I don’t actually know much about Dungeons & Dragons. For instance do you have to use “&” instead of “and” when referring to it? I know if I was more than a casual acquaintance I’d call it D&D instead of the whole formal name. A boyfriend in high school was super-embarrassed when I found out he played it… (I don’t even know if play is the right verb!) So of course I was intrigued at that time. But whatever he chose to tell me about it didn’t stick. My apologies to true devotees if I get something wrong here… But I think I’ve stumbled on to a cool tool for getting to know your characters and making sure they are well-rounded and complex.
It’s the Alignment System. From this Online Alignment Test page:
Alignment is central to a D&D character’s personality. D&D uses two measures to determine a specific character’s ethical and moral attitudes and behavior.
The moral axis has three positions: good, neutral and evil. Good characters generally care about the welfare of others. Neutral people generally care about their own welfare. Evil people generally seek to harm the others’ welfare.
The ethical axis has three positions as well: lawful, neutral, and chaotic. Lawful people generally follow the social rules as they understand them. Neutral people follow those rules find convenient or obviously necessary. And chaotic people seek to upset the social order and either institute change, or simply create anarchy.

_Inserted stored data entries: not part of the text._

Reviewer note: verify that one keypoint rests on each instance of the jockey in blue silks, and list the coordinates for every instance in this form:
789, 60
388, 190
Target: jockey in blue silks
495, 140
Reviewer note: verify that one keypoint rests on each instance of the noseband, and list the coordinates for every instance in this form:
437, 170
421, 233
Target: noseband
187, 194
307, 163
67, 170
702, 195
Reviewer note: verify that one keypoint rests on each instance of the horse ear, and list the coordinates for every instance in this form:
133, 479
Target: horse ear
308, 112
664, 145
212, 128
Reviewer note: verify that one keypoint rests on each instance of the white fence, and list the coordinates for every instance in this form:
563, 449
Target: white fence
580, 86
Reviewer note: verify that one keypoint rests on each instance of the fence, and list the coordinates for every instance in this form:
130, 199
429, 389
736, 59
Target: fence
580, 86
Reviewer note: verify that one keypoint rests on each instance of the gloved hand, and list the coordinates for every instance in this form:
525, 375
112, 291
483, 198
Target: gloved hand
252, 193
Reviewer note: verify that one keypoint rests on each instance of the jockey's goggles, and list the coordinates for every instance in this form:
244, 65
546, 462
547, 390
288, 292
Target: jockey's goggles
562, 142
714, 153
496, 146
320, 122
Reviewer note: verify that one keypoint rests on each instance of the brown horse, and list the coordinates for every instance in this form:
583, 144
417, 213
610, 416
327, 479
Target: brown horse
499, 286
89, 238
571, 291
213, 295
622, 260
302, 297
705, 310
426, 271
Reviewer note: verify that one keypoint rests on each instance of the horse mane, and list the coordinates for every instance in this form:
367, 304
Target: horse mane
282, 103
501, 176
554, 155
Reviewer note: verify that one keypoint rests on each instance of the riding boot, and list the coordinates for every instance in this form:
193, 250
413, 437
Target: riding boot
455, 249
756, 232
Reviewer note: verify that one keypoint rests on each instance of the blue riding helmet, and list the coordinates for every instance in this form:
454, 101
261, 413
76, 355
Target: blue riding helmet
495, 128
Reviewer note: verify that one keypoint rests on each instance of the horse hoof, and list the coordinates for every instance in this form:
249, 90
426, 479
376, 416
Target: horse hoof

Here’s a more in-depth analysis of the nine different positions. On this same site you can take a longer test or simply receive an incredibly thorough explanation of your character type – even with a list of commandments and sins specific to your character’s moral guide. It’s all kinds of awesome and thought-provoking!
Answer the questions for the test – as your character – and receive your classification, complete with a description of certain tendencies and personality traits. Assuming your character may change over the course of you novel, I’d suggest answering as he/she would at the beginning of the story. Or do both and see if growth and change happens. The questions assume your world is that of a fantasy – mine is contemporary, but I found I could still answer the questions. It’s interesting to think about a character’s role in society as well as his/her inner moral compass.
I’m definitely intrigued enough to play around with this a bit.
Here’s a Star Wars inspired alignment chart for example.
My character came up as a chaotic neutral – just like Han Solo!